Treece-Burgess · 2025-12-29T18:14:32Z

@mpatrou Thank you for posting this PR, I will take a look through it.

Treece-Burgess · 2025-12-31T15:48:18Z

src/components/nvml/linux-nvml.c

 nvmlReturn_t DECLDIR nvmlDeviceGetMemoryInfo(nvmlDevice_t, nvmlMemory_t *);
 nvmlReturn_t DECLDIR nvmlDeviceGetPerformanceState(nvmlDevice_t, nvmlPstates_t *);
 nvmlReturn_t DECLDIR nvmlDeviceGetPowerUsage(nvmlDevice_t, unsigned int *);
+nvmlReturn_t DECLDIR nvmlDeviceGetTotalEnergyConsumption(nvmlDevice_t, unsigned long long *);


As a note from nvml.h, this function is supported from Volta and up.

However, I tested on Voltar at Oregon with a P100 and it didn't seem to have an issue.

src/components/nvml/linux-nvml.c

src/components/nvml/linux-nvml.h

src/components/nvml/linux-nvml.c

Treece-Burgess · 2025-12-31T17:34:03Z

src/high-level/papi_hl.c

         verbose_fprintf(stdout, "PAPI-HL Info: The event \"%s\" will be stored as instantaneous value.\n", requested_event_names[i]);
      }

+      // except from nvml energy_consumption delta


Q: An above comment mentions that all nvml events will be instantaneous values. Why for energy_consumption and gpu_inst_power would this need to be changed to delta and the new event_type average respectively?

As when I use your updated papi_hl.c the value of energy_consumption is zero. Which for the master branch does not occur and I get a non-zero value.

Regarding the first question.

Energy consumption is a cumulative counter. When we use papi_hl API to regions of code, we would need to measure the counter before and after the code and report the difference as the energy consumed to execute that region of code; thus the delta calculation.
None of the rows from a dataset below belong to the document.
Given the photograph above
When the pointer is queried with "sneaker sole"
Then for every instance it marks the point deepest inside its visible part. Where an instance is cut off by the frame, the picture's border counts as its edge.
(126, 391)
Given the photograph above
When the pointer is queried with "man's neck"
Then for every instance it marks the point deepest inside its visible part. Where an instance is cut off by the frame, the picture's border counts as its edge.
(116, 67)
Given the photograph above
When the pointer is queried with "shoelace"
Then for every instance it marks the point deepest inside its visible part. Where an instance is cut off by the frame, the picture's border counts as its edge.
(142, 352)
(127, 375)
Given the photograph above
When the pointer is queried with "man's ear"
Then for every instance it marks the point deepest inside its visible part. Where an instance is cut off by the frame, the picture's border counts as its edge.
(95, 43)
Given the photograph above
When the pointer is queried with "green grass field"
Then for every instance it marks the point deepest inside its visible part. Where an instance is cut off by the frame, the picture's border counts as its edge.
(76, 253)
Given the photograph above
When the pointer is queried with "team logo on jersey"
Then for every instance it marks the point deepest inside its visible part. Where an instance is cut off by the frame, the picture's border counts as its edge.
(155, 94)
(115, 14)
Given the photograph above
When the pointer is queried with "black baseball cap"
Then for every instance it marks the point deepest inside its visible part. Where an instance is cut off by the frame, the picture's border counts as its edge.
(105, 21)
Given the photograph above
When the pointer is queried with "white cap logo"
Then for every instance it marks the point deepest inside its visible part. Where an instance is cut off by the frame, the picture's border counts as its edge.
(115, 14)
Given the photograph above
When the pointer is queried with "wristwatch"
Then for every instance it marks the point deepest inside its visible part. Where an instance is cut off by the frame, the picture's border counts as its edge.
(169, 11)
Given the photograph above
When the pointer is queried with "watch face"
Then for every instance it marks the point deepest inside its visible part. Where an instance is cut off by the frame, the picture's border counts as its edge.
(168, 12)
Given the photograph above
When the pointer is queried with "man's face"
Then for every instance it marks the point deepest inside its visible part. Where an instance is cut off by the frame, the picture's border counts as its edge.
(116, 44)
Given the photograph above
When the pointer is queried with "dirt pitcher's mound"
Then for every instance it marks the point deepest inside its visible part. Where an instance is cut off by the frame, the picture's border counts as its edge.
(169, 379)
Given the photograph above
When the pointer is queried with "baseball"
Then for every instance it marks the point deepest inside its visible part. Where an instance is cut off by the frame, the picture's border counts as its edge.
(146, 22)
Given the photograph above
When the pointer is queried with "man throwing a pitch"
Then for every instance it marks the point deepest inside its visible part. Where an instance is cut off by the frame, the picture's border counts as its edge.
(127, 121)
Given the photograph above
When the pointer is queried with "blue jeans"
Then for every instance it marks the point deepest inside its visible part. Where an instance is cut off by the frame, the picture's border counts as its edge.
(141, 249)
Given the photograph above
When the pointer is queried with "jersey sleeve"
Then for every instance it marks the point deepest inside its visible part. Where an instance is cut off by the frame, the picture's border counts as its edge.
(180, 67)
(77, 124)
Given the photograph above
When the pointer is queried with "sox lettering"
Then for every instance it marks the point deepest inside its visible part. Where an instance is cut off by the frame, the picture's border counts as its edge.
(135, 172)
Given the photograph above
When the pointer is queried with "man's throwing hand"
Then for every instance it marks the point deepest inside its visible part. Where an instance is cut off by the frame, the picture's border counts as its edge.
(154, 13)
The gpu_inst_power coule be benefit from an average calculation for a region, instead of reporting one value at the end of the region to give a more detailed information.

P.S. Thank you so much for your very detailed review! I am going though your comments and making changes locally!!

For the second comment: Did you try to profile some code that runs over 1ms or so? to give enough time to get 2 different energy values before and after the code execution.

For the second comment: Did you try to profile some code that runs over 1ms or so? to give enough time to get 2 different energy values before and after the code execution.

I added a sleep of 10 seconds and did end up getting output for it. Thank you for pointing that out.

Regarding the first question.

Energy consumption is a cumulative counter. When we use papi_hl API to regions of code, we would need to measure the counter before and after the code and report the difference as the energy consumed to execute that region of code; thus the delta calculation. The gpu_inst_power coule be benefit from an average calculation for a region, instead of reporting one value at the end of the region to give a more detailed information.

I understand, a current workaround that I thought of was the following workflow:

PAPI_hl_region_begin() PAPI_hl_read() // Get your initial energy // Kernel launch/Work PAPI_hl_region_end()

The issue I see with this option, is you would then have to manually or programmatically grab the appropriate values and then take the difference.

Could you split this PR into two (I also can if you are currently busy with other work just let me know)? This PR can contain the updates to the NVML component and then the new PR would be updates just for papi_hl.c.

The approach we have on the PR, helps to profile the energy information of applications with kokkos and kokkos-tools papi connector: https://github.com/kokkos/kokkos-tools/tree/develop/profiling/papi-connector, with no change on the kokkos side. (as a side-note, for the reason we took that route)

Sure, no problem. I can split the PR . I'll move the updates for the papi_hl.c to another one.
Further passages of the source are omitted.